Turkey Trot 10K Training – Week 7

(FYI – I post all of my workouts on RunKeeper. Feel free to follow me there!)

The training runs are getting longer. Cross training is getting more intense. There are just over three weeks until race day. I’m starting to make plans for what my goal time will be, although quite frankly, I’ll just be happy to finish!

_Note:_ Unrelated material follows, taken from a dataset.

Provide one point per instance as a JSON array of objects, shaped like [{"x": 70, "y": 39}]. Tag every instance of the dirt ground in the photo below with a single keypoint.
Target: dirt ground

Once again, this week had some highs and lows. Overall it was just a strange, odd week. I can tell my body is working harder. I’m SO tired, but in a good way, if that is a thing.

Sunday:
Scheduled – Strength. Actual – Rest
I don’t even know why I bother with these. I think starting next week, my weekly updates are going to start on Monday, then have a “weekend” entry.

Monday:
Scheduled – 3 miles. Actual – Rest
The baby was sick again, thus was up all night again. Skipping the gym was in my best interest.

Tuesday:
Scheduled – 45 minutes cross. Actual – 2 miles in 24:10 (12:05 pace)
I forgot to turn on my alarm clock today. My punishment was that I had to go to the gym after class. Because I was at class first, I work running pants instead of capris. Turns out it’s quite easy to overheat while running in pants in a climate controlled environment. Plus also, potato chips 2 hours before running = MASSIVE heartburn. So I only did 2 of my planned 3 miles, which was OK.

Wednesday :
Scheduled – 2 miles & strength. Actual – 45 minutes arc trainer
Eight hours after I left the gym, I returned. This was not a smart idea. I was WIPED on Wednesday, topped with a baby who still had trouble sleeping. I was down for the count and was in bed sleeping by 8pm.

Thursday:
Scheduled – Rest. Actual – 3 miles in 36:19 (12:06 pace)
I chose to sleep in so I could be back on my game. I quickly got my run in when Tim got home from work. I made it home in time to watch the Charlie Brown Halloween special with the boy.

Friday:
Scheduled – 60 minutes cross training. Actual – 30 minutes up hill walking, 30 minutes Arc.
I found my old iPod (1st or so generation, not touch, 60 gigs, brick shaped, heavy) and thought it’d be fun to see what I put on there. Turns out, LOTS of music from The Beatles and Cake. Great music, not what I need when I want to get motivated.

Saturday/Sunday:
Scheduled – 4.5 miles. Actual – 4.53 miles in 58:17 (12:52 pace)
Ugh. This run. I was supposed to run on Saturday, but Halloween candy/beer/lack of water got the better of me so I saved it for Sunday (yesterday). Throughout the entire run I felt strong and confident. I never once wanted to quit. I took only 4 walk breaks for about a half block each, which is VERY few for me. And yet every time the voice cue lady came on, my pace was getting slower and slower. First I thought it was because I was running into a head wind. But my pace kept dropping even after I turned and ran with the wind. I’d go an entire stretch between cues without walking and my pace would STILL drop.

After the run I still felt great. I had little pain and I wasn’t totally drop-dead exhausted. Maybe that means I didn’t run hard enough? I don’t know. I had a hard time simply celebrating one of my longest runs with the fewest walk breaks. I was so down on myself wondering where I went wrong.

But then… I took off my shoes and noticed something odd. There was blood on one of my socks! I’d gotten my first bloody toenail!! All the sadness from my run disappeared and I felt so excited! I’m really and truly a runner now! Look! I have the bloody sock to prove it!!

Yes. I was that excited about it.

Anyway.

My goal this week is to do all my scheduled workouts on the day they are scheduled. Let’s see if that actually pans out, eh?

Oh, and for my weight loss goal, I’m down 2 pounds. Eight more to go!

What do you have planned for the week? How much Halloween candy have you eaten? What was your reaction when you found your first bloody toenail?